Qwen3VL-8B-4bit-GGUF-Jetson-Deployment

🌍 Disaster Recognition Model | 🚨 Emergency Response | 🗣️ Trilingual (EN/JA/ZH) | 🔧 Jetson-Ready

License Base Model LoRA Adapter Dataset

This repository provides a merged Hugging Face checkpoint and pre-quantized GGUF files for immediate deployment of a disaster-recognition vision-language model on edge devices such as the NVIDIA Jetson series.

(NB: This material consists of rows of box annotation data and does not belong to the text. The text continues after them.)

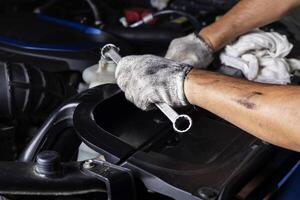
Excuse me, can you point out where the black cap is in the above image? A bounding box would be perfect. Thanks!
[36,151,61,176]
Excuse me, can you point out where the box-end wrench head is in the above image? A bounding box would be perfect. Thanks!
[101,44,192,133]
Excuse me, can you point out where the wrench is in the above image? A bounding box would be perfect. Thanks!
[101,44,192,133]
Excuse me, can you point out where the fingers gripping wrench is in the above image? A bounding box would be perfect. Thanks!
[101,44,192,133]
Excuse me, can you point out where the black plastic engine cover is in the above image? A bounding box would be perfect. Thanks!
[0,14,130,72]
[73,84,273,200]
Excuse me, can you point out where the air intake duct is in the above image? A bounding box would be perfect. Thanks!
[0,62,74,119]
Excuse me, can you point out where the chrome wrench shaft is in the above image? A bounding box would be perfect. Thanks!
[101,44,192,133]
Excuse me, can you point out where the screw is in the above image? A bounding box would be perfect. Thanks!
[83,160,95,169]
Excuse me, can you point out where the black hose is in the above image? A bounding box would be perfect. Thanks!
[153,10,200,30]
[129,10,201,30]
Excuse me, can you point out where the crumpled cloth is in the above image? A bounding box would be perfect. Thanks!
[220,30,300,84]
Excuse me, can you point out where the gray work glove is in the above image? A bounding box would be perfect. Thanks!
[115,55,192,110]
[165,33,213,68]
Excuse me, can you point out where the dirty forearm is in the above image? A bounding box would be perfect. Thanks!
[185,69,300,151]
[199,0,300,51]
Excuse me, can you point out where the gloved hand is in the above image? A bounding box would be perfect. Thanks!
[115,55,192,110]
[165,33,213,68]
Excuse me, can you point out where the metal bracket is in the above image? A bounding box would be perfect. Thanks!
[81,159,136,200]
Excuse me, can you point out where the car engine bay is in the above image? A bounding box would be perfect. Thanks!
[0,0,300,200]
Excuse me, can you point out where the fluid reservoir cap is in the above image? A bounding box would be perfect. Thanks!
[35,151,62,177]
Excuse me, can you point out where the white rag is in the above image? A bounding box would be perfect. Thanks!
[220,30,300,84]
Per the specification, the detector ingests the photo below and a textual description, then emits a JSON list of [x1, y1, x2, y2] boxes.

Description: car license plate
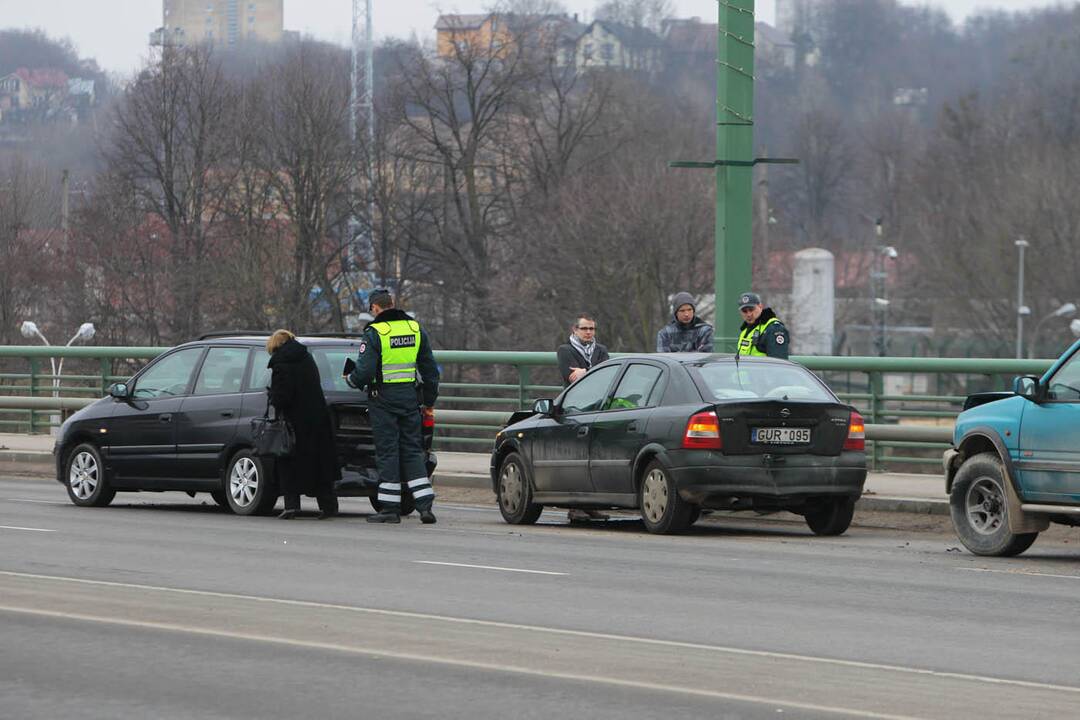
[[750, 427, 810, 445]]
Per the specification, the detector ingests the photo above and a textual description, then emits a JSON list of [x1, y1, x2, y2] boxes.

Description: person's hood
[[739, 308, 777, 332], [267, 340, 308, 367], [364, 308, 413, 330], [672, 293, 698, 325]]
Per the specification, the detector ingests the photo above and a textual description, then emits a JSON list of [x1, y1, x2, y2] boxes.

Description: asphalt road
[[0, 477, 1080, 720]]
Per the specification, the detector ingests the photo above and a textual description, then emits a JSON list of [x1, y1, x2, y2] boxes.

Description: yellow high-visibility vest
[[372, 320, 420, 384]]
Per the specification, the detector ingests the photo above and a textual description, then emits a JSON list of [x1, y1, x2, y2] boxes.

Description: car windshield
[[690, 362, 836, 403]]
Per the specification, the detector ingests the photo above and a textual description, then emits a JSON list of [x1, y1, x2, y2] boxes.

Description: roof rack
[[297, 332, 364, 338], [199, 330, 273, 340]]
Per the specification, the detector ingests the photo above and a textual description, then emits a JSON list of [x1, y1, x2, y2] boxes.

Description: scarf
[[570, 332, 596, 369]]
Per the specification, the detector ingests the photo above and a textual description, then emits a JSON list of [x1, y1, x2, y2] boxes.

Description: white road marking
[[0, 606, 919, 720], [413, 560, 568, 575], [957, 568, 1080, 580], [0, 570, 1080, 695], [8, 498, 71, 505]]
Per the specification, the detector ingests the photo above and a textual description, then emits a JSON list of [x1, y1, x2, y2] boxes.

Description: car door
[[103, 347, 204, 480], [589, 363, 663, 494], [532, 363, 622, 492], [176, 347, 251, 478], [1016, 353, 1080, 503]]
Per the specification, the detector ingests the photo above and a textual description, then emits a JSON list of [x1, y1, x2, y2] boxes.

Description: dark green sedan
[[491, 353, 866, 535]]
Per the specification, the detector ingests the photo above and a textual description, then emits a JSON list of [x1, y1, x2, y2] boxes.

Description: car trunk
[[713, 400, 851, 456]]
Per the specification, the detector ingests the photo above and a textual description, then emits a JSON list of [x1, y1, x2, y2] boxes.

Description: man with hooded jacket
[[657, 293, 713, 353]]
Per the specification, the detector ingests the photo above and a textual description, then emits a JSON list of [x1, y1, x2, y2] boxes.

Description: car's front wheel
[[637, 461, 694, 534], [225, 450, 278, 515], [805, 498, 855, 535], [65, 443, 117, 507], [949, 452, 1039, 556], [496, 452, 543, 525]]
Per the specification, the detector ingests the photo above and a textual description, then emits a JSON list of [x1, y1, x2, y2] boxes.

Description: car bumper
[[669, 451, 866, 506]]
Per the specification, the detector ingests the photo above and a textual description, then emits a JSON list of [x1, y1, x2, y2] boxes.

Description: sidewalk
[[0, 433, 948, 515]]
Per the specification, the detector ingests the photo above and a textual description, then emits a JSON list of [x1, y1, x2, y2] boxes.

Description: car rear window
[[689, 362, 836, 403], [248, 345, 356, 393]]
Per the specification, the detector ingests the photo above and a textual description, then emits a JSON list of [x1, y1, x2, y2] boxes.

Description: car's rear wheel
[[806, 498, 855, 535], [496, 452, 543, 525], [637, 461, 696, 534], [225, 450, 278, 515], [949, 452, 1039, 556], [65, 443, 117, 507], [368, 496, 416, 515]]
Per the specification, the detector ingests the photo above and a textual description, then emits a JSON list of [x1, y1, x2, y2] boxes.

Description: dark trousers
[[368, 385, 435, 513]]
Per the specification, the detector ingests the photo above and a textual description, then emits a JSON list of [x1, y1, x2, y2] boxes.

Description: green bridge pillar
[[714, 0, 754, 352]]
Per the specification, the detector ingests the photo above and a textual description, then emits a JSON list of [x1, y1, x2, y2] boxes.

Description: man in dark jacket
[[556, 313, 608, 522], [657, 293, 713, 353], [267, 330, 341, 520], [347, 290, 438, 525], [556, 313, 608, 388], [738, 293, 792, 359]]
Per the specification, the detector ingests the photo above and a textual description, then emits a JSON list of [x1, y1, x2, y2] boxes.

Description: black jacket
[[556, 342, 608, 385], [268, 340, 341, 497]]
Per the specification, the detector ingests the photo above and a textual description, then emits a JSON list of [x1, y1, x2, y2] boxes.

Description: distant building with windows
[[150, 0, 285, 47]]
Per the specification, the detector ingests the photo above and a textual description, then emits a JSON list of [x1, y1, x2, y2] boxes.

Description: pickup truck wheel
[[806, 498, 855, 535], [637, 460, 696, 534], [64, 443, 117, 507], [495, 452, 543, 525], [949, 452, 1039, 557], [225, 450, 278, 515]]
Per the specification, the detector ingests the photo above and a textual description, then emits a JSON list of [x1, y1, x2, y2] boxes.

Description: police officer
[[348, 289, 438, 525], [738, 293, 792, 359]]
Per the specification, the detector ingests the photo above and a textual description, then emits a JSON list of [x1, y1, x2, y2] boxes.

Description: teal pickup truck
[[943, 341, 1080, 556]]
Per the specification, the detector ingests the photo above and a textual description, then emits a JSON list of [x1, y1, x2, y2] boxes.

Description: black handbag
[[252, 393, 296, 458]]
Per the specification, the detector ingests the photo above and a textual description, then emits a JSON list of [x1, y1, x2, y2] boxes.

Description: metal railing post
[[30, 357, 41, 435], [517, 365, 529, 410], [869, 370, 885, 472], [98, 357, 112, 395]]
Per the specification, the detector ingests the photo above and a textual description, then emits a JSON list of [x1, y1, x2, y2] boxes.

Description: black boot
[[367, 510, 402, 524]]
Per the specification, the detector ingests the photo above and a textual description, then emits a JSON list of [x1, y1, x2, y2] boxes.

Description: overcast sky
[[0, 0, 1071, 73]]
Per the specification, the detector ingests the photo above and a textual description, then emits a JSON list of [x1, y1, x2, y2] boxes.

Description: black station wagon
[[491, 353, 866, 535], [53, 335, 436, 515]]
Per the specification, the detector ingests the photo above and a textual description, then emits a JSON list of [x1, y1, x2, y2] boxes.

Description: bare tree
[[106, 45, 237, 340]]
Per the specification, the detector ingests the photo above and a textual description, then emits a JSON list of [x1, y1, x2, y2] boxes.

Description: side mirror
[[1013, 376, 1039, 400]]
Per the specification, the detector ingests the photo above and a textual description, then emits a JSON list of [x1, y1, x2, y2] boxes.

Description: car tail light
[[683, 410, 724, 450], [843, 410, 866, 450]]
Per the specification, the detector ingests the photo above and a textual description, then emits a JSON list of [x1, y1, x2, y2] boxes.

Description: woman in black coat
[[267, 330, 341, 520]]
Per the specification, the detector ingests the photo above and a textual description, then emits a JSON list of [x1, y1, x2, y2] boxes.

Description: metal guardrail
[[0, 345, 1053, 468]]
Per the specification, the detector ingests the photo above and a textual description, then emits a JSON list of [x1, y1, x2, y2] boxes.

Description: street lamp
[[1013, 236, 1031, 359], [870, 218, 900, 357], [1027, 302, 1077, 358], [18, 320, 95, 432]]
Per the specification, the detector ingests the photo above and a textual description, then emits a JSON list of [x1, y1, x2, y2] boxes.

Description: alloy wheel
[[229, 458, 259, 507], [499, 462, 525, 515], [964, 477, 1005, 535], [68, 451, 100, 500], [642, 470, 667, 525]]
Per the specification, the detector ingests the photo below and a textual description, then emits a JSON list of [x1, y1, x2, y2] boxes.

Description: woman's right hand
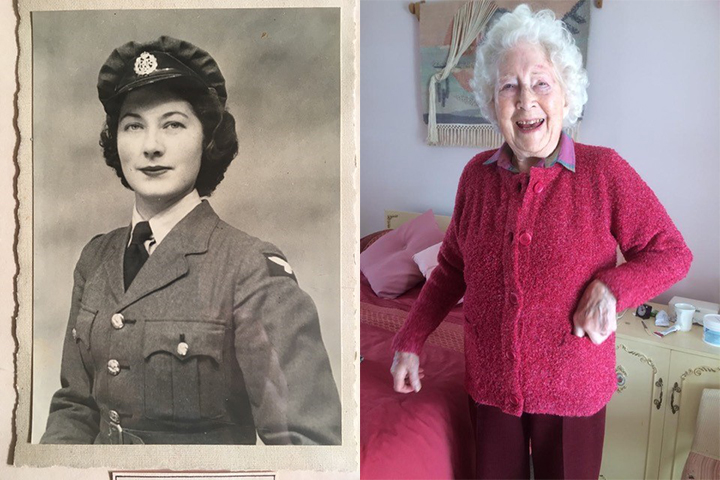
[[390, 352, 425, 393]]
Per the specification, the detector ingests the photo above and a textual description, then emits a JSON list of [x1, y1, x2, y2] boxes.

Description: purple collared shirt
[[483, 132, 575, 173]]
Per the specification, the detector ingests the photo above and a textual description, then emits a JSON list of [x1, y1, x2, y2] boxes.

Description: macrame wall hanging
[[420, 0, 590, 148]]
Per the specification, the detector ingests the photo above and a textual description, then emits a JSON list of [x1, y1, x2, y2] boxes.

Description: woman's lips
[[515, 118, 545, 133], [138, 165, 170, 177]]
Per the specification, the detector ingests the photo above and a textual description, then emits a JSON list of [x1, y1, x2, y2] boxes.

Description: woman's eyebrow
[[119, 112, 142, 121], [160, 110, 189, 118]]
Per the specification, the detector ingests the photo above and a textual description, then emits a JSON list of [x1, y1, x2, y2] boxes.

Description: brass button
[[108, 359, 120, 375], [110, 313, 125, 330], [108, 410, 120, 423]]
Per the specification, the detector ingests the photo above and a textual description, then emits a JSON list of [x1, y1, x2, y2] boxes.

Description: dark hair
[[100, 80, 238, 196]]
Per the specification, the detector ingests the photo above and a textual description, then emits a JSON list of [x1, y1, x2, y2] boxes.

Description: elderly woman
[[41, 37, 340, 444], [391, 5, 692, 478]]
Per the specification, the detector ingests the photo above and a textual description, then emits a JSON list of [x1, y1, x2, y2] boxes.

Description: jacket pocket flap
[[143, 320, 225, 363], [73, 305, 97, 350]]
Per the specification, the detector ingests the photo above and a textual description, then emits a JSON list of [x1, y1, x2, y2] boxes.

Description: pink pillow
[[360, 210, 444, 298], [413, 242, 464, 304]]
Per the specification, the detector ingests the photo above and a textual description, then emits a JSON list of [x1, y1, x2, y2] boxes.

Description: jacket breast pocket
[[143, 320, 227, 421]]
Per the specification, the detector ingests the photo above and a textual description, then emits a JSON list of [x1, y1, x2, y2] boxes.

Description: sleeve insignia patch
[[263, 253, 297, 283]]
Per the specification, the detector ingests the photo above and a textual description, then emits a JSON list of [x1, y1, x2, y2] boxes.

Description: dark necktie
[[123, 222, 152, 290]]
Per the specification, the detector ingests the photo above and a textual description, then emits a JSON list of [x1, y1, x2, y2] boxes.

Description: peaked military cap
[[98, 36, 227, 113]]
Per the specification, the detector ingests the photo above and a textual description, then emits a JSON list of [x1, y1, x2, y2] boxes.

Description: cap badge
[[135, 52, 157, 76]]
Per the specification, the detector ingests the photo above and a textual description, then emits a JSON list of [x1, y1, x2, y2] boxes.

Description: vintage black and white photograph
[[14, 0, 354, 472]]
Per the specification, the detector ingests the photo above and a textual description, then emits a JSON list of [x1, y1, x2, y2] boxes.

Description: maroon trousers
[[472, 402, 605, 479]]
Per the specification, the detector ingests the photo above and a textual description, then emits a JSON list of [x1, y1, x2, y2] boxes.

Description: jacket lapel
[[112, 201, 220, 311], [102, 227, 130, 302]]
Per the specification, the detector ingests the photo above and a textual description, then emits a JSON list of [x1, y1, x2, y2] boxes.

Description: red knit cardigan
[[393, 144, 692, 416]]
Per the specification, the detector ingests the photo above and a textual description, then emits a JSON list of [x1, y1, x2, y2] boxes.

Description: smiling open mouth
[[515, 118, 545, 132]]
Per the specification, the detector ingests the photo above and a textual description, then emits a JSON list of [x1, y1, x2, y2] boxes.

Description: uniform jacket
[[393, 138, 692, 416], [41, 202, 340, 445]]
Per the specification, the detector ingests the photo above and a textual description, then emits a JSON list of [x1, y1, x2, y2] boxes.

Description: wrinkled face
[[117, 86, 203, 210], [493, 43, 568, 161]]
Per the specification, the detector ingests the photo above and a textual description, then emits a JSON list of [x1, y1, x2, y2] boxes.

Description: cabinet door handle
[[670, 382, 682, 415], [653, 377, 662, 410]]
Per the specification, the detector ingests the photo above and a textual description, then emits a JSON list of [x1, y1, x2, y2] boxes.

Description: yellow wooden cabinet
[[600, 304, 720, 480]]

The model was created by merging the QLoRA adapter WayBob/Qwen3VL-8B-QLora-4bit-xView2-Disaster-Recognition into the base model Qwen/Qwen3-VL-8B-Instruct, then converting the merged checkpoint into GGUF for efficient deployment with llama.cpp.

Why this repository exists

The original LoRA adapter repository is ideal for standard Hugging Face inference and further experimentation, but edge deployment on Jetson-class devices introduces additional constraints:

  • Runtime LoRA loading adds memory overhead.
  • JetPack 5.1.2 ships with CUDA 11.4, which is often awkward or unsupported for newer inference stacks without custom patching.
  • Edge deployment benefits from a single merged model artifact and a lightweight inference runtime.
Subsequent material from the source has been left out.